PERSONAL INFORMATION COLLECTION STATEMENT

Your supply of your and your proxy’s (or proxies’) name(s) and address(es) is on a voluntary basis for the purpose of processing your request for the appointment of a proxy (or proxies) and your voting instructions for the Meeting of the Company (the “ Purposes ”). We may transfer your and your proxy’s (or proxies’) name(s) and address(es) to our agent, contractor, or third party service provider who provides administrative, computer and other services to us for use in connection with the Purposes and to such parties who are authorized by law to request the information or are otherwise relevant for the Purposes and need to receive the information.
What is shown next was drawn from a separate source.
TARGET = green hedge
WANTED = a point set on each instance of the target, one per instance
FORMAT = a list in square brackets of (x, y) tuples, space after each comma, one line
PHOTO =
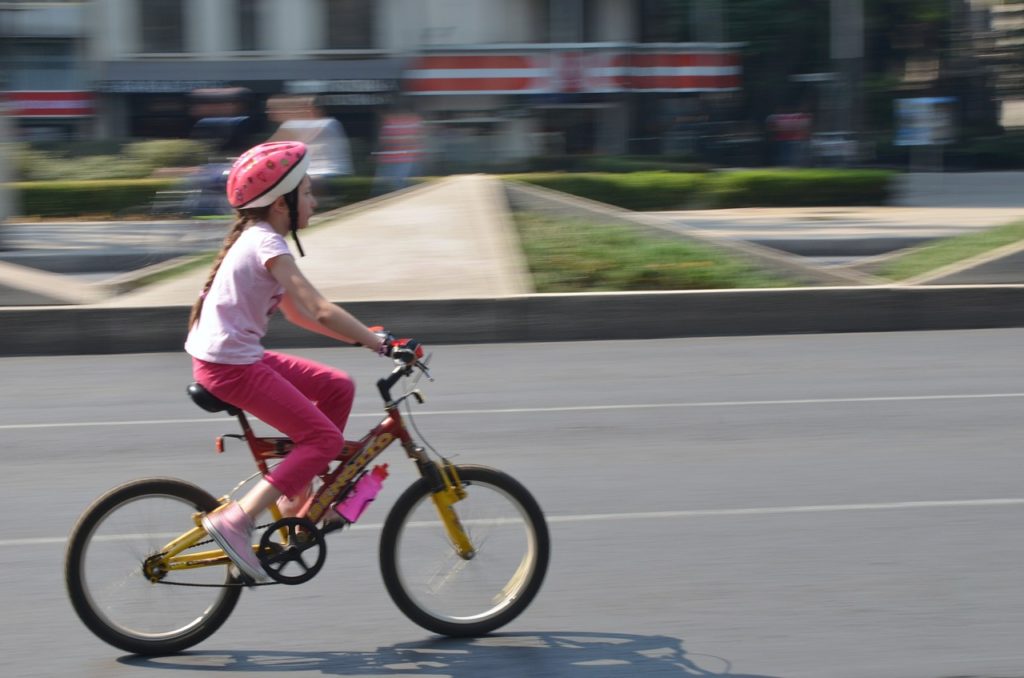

Your and your proxy’s (or proxies’) name(s) and address(es) will be retained for such period as may be necessary to fulfil the Purposes. Request for access to and/or correction of the relevant personal data can be made in accordance with the provisions of the Personal Data (Privacy) Ordinance and any such request should be in writing by mail to the Registrar at the above address.